Мы с мужем берем кофе и подходим к пустому столику. Я чуть отодвигаю стул, чтобы присесть. Сидящая за соседним столом черноволосая дама с короткой челкой с готовностью придвигает к себе свой столик, чтобы освободить для нас место. В отличие от "стёсанного", я нахожусь в Америке, и, улыбаясь, говорю:

– Thank you.

Дама отвечает мне на ломаном русском:

– Спасыбо, – и добавляет по-английски, – я не говорю по-русски. Пришлось здесь, на Брайтоне, выучить несколько главных слов.

– Ну, правильно, – соглашаюсь я, – здесь проще выучить русский, чем ждать, когда с тобой заговорят по-англи...

– Тщщщщ, – перебивает меня дама, заговорщически прикладывая палец к губам, – лэт ми ток. Моя бабушка из Одессы, но она не говорила по-русски, зато знала испанский и идиш.

– Как это, не говорила по-русски в Одес...?

Я не успеваю договорить, как дама вновь прижимает палец к губам.

– Тщщщщ, лэт ми ток. Бабушка знала еще аргентинский (!) и португальский.

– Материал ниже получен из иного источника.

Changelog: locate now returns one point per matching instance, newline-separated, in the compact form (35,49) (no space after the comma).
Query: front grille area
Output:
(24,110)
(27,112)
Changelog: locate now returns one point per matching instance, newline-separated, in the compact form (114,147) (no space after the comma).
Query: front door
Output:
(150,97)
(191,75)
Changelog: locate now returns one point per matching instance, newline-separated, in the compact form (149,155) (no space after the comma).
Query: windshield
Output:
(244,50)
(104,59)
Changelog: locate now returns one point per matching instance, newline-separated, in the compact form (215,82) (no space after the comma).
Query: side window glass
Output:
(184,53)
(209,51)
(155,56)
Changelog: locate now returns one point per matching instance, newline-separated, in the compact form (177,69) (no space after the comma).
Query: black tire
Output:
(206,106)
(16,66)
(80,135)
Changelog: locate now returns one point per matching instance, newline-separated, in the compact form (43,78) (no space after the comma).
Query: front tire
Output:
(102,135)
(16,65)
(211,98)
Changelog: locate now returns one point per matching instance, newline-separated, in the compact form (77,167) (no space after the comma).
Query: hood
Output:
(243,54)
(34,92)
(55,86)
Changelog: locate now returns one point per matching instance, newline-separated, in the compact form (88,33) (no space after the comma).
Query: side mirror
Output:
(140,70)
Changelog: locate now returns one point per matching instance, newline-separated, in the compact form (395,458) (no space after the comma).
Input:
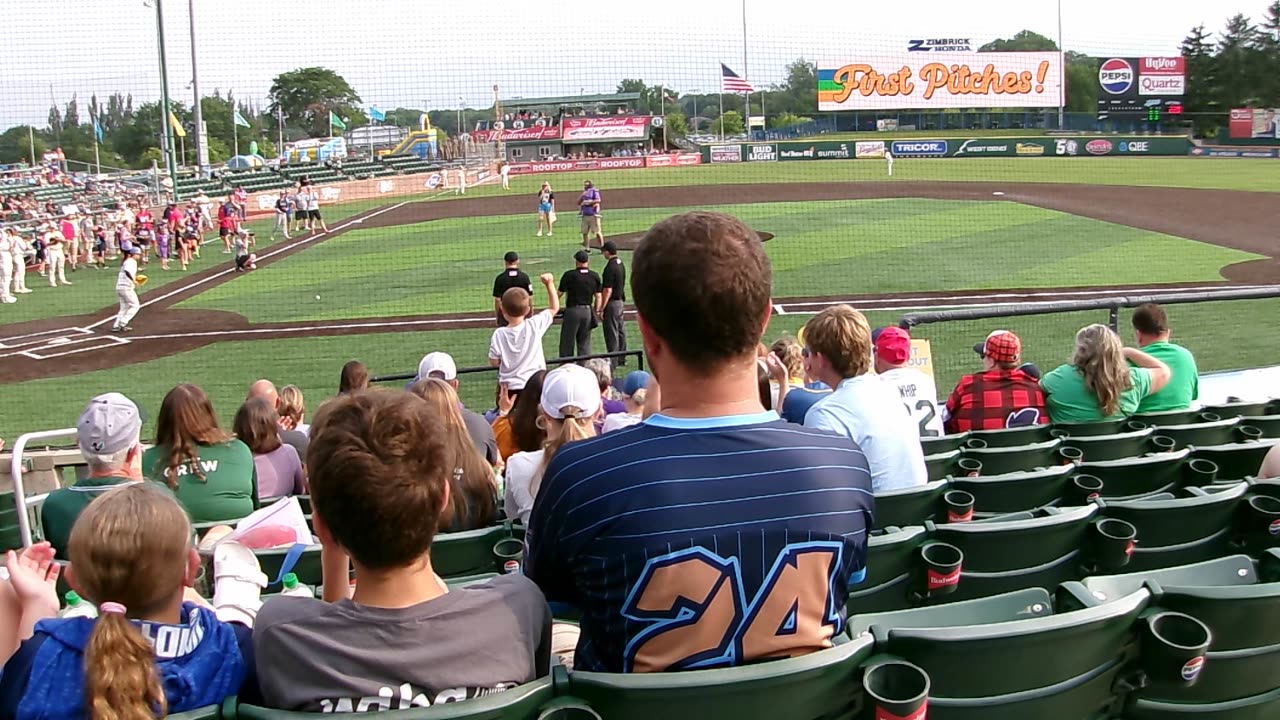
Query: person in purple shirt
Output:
(589,206)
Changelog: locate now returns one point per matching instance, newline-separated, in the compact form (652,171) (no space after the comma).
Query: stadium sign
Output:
(919,147)
(946,45)
(901,81)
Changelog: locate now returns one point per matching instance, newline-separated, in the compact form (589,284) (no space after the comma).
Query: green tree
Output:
(16,145)
(731,123)
(307,95)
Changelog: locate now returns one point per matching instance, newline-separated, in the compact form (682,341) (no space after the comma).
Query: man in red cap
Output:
(1002,396)
(917,390)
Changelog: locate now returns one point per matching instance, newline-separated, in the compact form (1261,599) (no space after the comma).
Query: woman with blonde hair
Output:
(472,493)
(567,410)
(1104,379)
(209,470)
(150,652)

Не успеваю я открыть рот, чтобы удивиться еще раз, как дама так же внезапно, как и начала со мной разговор, теряет ко мне интерес, встает из-за стола и, не прощаясь, выходит из кафе. Следом за ней срывается с места странного вида тётушка с платочком на голове, сидевшая до этого в углу. С платочка свисают пришитые к нему золотистого цвета шоколадки-медальки. Такая же медалька приколота к левой стороне ее куртки, на груди. Я вижу, как она прошагала за черноволосой дамой несколько метров, пока та не обернулась. Тётушка резко изменила траекторию и пошла в обратном направлении.

– Что Вам взять, Оля? – раздается за моей спиной.

– Пирожное с кремом.

– Ну, что Вы? Вам нельзя пирожные. Возьмите салат, – командует мужской голос.

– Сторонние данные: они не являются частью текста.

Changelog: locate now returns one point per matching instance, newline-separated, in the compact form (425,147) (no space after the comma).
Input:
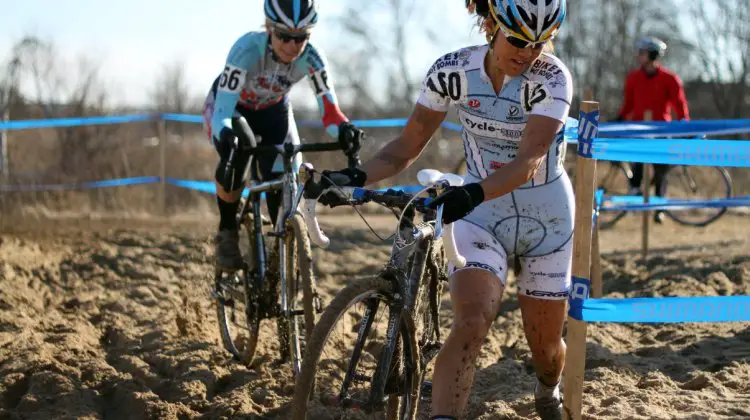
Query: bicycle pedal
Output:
(318,304)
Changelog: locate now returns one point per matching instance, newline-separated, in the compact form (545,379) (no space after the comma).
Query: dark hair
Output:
(482,8)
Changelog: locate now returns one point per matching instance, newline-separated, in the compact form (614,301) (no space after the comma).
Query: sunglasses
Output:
(522,43)
(286,37)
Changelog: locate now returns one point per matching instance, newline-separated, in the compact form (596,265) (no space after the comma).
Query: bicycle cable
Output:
(400,218)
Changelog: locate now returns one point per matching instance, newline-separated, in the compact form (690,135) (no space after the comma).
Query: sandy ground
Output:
(112,319)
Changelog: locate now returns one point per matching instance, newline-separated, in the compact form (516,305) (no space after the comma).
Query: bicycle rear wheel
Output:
(236,308)
(296,326)
(614,179)
(343,354)
(697,183)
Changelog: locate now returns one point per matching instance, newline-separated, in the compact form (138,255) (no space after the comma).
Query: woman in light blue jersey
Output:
(512,98)
(259,72)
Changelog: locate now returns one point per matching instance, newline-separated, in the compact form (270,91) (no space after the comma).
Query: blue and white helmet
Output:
(651,44)
(531,20)
(293,14)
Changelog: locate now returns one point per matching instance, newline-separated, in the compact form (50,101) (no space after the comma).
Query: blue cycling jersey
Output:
(253,78)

– Я не хочу салат, – капризно отвечает женский.

– Оля, давайте не будем тратить время, особенно, на первом свидании, – чуть жёстче говорит мужчина, – фотография, которую Вы мне прислали, сделана лет десять назад. Сейчас Вы выглядите, – он замялся, – по-другому.

– Вы тоже не Ален Делон, Гриша, – отвечает Оля.

– Я лучше Делона, потому что, в отличие от него, в шаговой доступности.

Я не выдерживаю и поворачиваюсь в сторону их диалога. Я хочу воочию увидеть эту "шаговую доступность". За соседним столиком сидят он и она. Ну, как, сидят? Она, вполне нормального телосложения, удобно расположилась на стуле, а его зад одной половиной свисает с сиденья. Всем телом на стуле он не помещается.

Он протягивает руку и касается ее запястья.

– Так Вам взять салат? – утвердительно спрашивает он.

Оля молча кивает.

Я же говорю, на Брайтоне надо молчать, особенно, когда вам говорят: "Лэт ми ток".